Une excursion à la campagne

Mais retournons un peu en arrière. Au début du fonctionnement de l’institut, en 1979-1980, il fallait bien sûr mettre au point les méthodes de travail et faire les premiers relevés qui allaient permettre de décrire quelques écosystèmes représentatifs pour la Bolivie. 

En général il s’agissait de suivre à quatre pattes, pendant une ou deux journées, la pente d’une colline pour faire des prélèvements de sol, de flore et de faune, mesurer des coefficients d’évaporation du sol et des feuilles, mesurer la force de succion des racines, la température de l’air et du sol, etc. pour élaborer un profil des variations, aussi bien en fonction de l’altitude qu’au cours de 24 heures. Les piquets et les ficelles, les petits pots et les sachets en plastique, le papier journal, les thermomètres et les pioches faisaient partie de l’équipement de base. 

Lorsque c’était possible et que les habitants locaux étaient d’accord, on établissait aussi, en même temps qu’une petite station météo, un enclos où les moutons, les lamas et les vaches ne pouvaient pas brouter, pour suivre l’évolution naturelle et la récupération de l’écosystème en absence d’impacts. Les premiers travaux se faisaient sur l’altiplano, dans la région de Caracollo et du lac Titicaca, pour ensuite s’étendre vers les Yungas, le pied oriental des Andes, les savanes tropicales et les forêts. 

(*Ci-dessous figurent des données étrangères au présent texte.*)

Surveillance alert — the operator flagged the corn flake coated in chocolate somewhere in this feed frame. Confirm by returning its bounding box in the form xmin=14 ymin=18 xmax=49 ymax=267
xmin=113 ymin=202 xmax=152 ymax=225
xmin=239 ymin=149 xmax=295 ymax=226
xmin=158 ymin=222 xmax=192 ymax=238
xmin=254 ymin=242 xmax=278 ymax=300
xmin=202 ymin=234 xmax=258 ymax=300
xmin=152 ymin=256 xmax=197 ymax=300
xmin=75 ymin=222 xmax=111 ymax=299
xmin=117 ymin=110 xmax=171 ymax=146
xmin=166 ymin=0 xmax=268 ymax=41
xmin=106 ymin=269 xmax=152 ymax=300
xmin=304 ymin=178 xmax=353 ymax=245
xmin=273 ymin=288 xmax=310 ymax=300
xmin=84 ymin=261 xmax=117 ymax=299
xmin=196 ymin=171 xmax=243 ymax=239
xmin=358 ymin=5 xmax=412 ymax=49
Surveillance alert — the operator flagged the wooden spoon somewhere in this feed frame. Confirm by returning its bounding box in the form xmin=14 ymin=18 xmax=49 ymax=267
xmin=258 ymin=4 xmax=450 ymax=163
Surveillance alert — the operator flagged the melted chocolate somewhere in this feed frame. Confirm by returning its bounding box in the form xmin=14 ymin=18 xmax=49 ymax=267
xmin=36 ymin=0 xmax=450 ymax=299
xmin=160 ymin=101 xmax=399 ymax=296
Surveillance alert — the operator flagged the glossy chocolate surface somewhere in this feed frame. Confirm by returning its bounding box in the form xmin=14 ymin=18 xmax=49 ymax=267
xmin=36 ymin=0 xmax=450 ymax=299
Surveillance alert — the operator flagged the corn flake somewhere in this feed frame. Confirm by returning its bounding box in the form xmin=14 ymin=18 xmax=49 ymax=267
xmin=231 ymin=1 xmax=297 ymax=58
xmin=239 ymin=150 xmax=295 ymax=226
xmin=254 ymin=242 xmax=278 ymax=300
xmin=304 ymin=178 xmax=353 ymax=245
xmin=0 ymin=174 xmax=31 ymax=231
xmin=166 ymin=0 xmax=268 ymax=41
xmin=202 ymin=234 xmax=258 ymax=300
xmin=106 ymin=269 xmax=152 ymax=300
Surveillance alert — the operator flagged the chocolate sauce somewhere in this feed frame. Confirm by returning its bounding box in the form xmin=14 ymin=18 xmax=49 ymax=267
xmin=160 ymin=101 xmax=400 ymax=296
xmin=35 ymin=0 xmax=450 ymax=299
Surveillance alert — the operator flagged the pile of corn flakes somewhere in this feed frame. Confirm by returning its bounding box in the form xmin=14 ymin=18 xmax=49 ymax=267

Dans les tous premiers temps, les chercheurs travaillaient tous ensemble, chacun dans sa spécialité, sur le même lopin. Il faut dire que nous n’étions pas nombreux. Malheureusement, cela n’allait pas durer : bientôt chacun préférerait suivre son propre chemin et les recherches pluridisciplinaires devenaient de plus en plus partielles et fragmentées. Il faut dire que continuer à faire des inventaires complets de ce genre n’aurait pas eu beaucoup d’applications immédiatement utiles, et que les problèmes concrets des paysans avec qui on travaillait nous mettait devant le défi d’apporter des solutions beaucoup plus en rapport avec leurs besoins.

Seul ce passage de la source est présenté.